Underneath inference optimization

We leverage existing inference optimization techniques and two in-house innovations to run this model at lower latency (both available in our open source Arctic Inference library). The first generates several tokens at a time instead of one token at a time to reduce latency, and the second aggregates the resources of multiple GPUs together to reduce latency without increasing cost.

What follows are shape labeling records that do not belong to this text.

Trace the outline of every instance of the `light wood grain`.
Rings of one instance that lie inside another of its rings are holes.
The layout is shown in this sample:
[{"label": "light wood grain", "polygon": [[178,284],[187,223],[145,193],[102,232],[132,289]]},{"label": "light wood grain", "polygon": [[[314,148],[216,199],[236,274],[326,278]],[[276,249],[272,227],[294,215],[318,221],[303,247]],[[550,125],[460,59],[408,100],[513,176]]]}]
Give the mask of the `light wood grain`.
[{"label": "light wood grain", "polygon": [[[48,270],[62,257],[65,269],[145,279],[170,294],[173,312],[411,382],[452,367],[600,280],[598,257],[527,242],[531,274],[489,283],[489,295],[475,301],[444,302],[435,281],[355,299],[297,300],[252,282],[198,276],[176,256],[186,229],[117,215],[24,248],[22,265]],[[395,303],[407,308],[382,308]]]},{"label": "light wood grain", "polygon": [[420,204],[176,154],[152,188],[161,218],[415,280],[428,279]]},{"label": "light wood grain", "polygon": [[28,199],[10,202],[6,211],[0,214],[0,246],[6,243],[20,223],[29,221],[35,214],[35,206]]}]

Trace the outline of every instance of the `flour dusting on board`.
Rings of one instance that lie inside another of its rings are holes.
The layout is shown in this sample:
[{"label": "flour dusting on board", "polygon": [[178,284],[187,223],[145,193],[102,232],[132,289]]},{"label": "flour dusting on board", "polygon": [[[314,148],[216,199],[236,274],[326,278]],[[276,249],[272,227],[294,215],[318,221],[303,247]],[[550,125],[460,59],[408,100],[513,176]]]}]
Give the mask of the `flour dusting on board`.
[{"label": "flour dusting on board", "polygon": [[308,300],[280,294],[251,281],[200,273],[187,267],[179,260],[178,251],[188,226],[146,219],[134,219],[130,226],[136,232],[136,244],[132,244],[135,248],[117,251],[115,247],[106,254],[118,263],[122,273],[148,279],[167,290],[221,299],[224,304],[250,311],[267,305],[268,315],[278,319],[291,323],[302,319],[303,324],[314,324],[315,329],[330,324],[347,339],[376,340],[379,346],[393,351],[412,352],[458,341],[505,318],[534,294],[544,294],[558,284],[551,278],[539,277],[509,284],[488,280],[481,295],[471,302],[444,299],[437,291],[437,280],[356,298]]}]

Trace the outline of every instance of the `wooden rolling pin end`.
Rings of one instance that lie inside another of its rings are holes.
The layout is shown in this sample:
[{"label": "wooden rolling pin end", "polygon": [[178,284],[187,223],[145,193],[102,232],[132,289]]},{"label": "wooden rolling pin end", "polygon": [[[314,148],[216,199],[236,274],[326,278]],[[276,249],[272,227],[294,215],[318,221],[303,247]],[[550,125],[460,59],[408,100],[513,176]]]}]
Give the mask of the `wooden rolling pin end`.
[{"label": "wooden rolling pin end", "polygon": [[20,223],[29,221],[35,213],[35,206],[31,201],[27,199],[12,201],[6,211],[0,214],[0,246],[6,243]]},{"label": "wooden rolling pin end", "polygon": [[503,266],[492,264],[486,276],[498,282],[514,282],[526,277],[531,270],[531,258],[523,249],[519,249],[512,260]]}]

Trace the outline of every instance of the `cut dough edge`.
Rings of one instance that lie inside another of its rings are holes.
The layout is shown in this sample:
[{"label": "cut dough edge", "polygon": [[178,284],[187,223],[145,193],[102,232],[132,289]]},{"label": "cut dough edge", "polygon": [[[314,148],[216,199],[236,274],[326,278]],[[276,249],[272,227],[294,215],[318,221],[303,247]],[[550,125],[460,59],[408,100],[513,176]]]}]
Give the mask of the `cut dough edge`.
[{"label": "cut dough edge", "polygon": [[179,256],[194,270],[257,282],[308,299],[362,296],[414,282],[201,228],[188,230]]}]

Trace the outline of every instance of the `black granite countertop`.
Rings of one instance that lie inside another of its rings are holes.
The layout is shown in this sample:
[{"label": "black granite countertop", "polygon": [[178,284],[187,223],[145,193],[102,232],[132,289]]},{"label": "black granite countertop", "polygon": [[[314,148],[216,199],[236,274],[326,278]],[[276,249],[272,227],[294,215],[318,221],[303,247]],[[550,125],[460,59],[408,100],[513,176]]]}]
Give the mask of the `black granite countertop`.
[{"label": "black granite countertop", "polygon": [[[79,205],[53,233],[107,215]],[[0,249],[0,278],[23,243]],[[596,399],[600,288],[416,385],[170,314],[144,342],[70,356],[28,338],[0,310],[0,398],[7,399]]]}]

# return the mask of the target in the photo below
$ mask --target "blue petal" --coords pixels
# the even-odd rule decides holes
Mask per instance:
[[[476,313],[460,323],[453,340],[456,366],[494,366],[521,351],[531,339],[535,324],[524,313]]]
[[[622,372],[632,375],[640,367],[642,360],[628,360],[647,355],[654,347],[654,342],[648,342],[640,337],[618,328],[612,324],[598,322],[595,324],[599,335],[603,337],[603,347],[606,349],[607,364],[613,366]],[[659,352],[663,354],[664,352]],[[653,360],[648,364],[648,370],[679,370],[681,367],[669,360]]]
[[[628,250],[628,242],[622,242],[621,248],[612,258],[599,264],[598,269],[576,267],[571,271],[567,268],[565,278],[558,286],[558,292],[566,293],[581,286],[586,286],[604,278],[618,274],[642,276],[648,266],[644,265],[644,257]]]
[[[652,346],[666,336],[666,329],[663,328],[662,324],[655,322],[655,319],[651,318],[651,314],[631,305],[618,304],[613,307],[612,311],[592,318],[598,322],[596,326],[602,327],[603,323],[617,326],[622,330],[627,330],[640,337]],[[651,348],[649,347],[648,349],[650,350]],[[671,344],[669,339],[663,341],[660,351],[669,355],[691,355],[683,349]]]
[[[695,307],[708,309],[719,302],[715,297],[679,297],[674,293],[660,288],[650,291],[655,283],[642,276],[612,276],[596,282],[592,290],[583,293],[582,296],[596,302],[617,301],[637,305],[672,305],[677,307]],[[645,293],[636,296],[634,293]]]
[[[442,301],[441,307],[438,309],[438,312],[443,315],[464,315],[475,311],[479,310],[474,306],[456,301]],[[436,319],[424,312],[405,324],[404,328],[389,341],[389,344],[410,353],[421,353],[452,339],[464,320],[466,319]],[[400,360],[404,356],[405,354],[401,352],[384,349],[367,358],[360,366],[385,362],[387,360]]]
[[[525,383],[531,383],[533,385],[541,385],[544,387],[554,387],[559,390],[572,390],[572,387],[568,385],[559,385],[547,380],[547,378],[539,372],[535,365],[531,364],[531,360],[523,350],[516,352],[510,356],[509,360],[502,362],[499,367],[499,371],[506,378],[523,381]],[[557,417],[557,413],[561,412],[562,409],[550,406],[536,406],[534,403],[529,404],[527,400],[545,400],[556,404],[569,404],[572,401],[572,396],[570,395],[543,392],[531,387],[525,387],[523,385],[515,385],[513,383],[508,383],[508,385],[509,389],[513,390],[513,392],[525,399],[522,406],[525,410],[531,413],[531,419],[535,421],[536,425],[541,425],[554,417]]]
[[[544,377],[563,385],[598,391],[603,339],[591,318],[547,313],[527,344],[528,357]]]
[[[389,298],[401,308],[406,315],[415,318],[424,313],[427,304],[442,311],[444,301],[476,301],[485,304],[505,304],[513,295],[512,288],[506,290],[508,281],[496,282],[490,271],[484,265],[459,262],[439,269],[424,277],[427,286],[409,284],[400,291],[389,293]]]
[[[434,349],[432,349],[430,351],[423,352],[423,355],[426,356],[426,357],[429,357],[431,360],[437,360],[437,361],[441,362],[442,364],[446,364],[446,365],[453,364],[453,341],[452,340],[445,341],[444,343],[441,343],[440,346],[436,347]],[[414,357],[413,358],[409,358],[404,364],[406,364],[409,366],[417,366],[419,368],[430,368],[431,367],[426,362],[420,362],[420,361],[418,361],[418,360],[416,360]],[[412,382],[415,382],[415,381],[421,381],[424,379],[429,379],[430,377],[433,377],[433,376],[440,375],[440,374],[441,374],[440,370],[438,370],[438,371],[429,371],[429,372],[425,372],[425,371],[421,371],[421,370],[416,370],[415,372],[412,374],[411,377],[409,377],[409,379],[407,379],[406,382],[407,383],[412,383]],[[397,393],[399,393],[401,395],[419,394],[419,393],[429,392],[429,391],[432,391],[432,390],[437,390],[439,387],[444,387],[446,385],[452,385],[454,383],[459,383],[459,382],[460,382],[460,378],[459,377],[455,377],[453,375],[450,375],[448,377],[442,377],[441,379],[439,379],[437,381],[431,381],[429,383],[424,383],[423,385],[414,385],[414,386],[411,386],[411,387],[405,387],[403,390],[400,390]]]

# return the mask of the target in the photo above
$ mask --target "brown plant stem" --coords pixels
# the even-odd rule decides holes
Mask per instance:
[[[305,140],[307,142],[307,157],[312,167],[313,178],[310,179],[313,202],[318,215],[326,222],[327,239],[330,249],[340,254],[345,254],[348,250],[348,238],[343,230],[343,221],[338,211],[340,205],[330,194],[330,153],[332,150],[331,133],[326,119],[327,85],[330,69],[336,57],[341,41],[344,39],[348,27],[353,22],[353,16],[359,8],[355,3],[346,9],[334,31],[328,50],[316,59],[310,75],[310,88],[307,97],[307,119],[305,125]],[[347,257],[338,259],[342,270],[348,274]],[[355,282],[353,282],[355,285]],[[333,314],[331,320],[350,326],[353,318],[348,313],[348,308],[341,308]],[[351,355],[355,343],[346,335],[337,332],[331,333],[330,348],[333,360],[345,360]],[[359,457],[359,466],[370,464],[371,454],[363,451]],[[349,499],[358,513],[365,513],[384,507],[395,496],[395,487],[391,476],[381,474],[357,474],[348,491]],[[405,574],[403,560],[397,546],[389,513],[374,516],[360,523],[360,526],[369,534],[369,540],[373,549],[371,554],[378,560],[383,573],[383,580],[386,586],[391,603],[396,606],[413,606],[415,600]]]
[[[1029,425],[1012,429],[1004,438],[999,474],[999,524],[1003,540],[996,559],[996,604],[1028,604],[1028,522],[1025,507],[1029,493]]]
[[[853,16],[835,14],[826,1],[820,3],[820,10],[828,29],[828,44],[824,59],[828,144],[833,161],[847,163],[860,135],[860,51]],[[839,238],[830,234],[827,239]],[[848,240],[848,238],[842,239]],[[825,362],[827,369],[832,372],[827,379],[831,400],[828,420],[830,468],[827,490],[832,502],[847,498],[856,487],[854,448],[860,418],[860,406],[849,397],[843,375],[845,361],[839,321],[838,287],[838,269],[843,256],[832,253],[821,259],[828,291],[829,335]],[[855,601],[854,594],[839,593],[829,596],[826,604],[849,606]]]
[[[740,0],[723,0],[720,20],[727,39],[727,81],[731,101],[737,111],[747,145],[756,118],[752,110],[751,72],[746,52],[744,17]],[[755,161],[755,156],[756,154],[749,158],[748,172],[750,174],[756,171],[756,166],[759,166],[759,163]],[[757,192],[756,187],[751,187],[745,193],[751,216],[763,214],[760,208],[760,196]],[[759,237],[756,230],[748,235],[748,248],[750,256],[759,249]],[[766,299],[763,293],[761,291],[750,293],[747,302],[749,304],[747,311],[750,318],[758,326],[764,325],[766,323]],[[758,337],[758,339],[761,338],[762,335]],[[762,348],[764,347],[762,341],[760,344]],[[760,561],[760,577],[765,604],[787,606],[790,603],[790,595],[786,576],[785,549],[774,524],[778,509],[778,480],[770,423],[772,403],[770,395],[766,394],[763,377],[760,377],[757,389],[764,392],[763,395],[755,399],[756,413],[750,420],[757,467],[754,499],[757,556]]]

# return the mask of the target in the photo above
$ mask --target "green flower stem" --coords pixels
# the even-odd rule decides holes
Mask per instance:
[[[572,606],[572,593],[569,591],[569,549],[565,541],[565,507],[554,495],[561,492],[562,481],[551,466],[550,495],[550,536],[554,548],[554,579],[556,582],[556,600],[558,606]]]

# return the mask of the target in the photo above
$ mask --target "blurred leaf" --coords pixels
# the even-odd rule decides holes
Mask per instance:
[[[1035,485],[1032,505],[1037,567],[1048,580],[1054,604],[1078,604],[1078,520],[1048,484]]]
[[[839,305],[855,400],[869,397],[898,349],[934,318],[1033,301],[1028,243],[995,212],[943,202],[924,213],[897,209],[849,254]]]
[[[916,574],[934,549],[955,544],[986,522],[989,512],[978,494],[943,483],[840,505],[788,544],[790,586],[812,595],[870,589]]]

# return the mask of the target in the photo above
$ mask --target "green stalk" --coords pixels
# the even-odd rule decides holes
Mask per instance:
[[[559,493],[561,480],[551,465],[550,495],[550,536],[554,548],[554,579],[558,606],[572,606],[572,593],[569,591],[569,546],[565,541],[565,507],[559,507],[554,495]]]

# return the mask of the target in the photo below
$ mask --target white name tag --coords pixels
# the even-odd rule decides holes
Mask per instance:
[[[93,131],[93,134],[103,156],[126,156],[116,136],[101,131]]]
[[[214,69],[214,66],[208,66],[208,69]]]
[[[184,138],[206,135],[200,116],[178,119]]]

Diving deeper into these innovations:

1. Suffix decoding (paper) is a speculative decoding method that can quickly guess output tokens when they start to repeat and can substantially speed up output-token generation. It fits Arctic-Text2SQL-R1.5 because Text2SQL, like many other coding tasks, exhibits repetitive outputs, such as syntactic structures and standard programming patterns.
2. Shift parallelism (paper) adaptively shifts between using sequence parallelism, which offers higher throughput for processing many tokens in parallel (e.g., prompt processing), and tensor parallelism, which achieves lower latency for processing fewer tokens in a batch (e.g., output generation). By doing so, shift parallelism can speed up the end-to-end request latency.

Using FP8 quantization and these Arctic Inference optimizations, we delivered 1.85x faster output-token generation, resulting in 1.65x faster end-to-end request completion than vanilla vLLM.

Conclusion

Arctic-Text2SQL-R1.5 represents a fundamental shift in how we design and deploy language models for enterprise data platforms. Rather than relying solely on general-purpose LLMs — which remain valuable for broad reasoning tasks — we complement them with specialized models like Arctic that are purpose-built for Snowflake SQL. This approach demonstrates that focused, domain-trained models can achieve both superior accuracy and dramatically lower latency when grounded in execution feedback and platform-specific training.

As Snowflake's feature set evolves and conversational analytics become more sophisticated, Arctic-Text2SQL will continue to advance alongside them, maintaining the tight coupling between model capabilities and platform features that makes real-time intelligence possible.

Stay tuned for upcoming releases. 

Contributors: Lukasz Borchmann, Gaurav Nuti, Krzysztof Jankowski, Julita Oltusek, Ye Wang, Aurick Qiao, Jeff Rasley, Samyam Rajbhandari, Zhewei Yao, Yuxiong He

¹  Our model with Cortex AI (4k reasoning tokens limit), Together.ai for open source Qwen3-Coder-480B-A35B-Instruct-FP8, OpenAI for gpt-5-2025-08-07 and gpt-5-codex (both with high reasoning effort), Anthropic for claude-sonnet-4-5-20250929 and claude-haiku-4-5-20251001 (4k reasoning tokens limit), Google for gemini-2.5-pro and gemini-2.5-flash (dynamic thinking budget), X.AI for grok-4-0709 and grok-code-fast-1.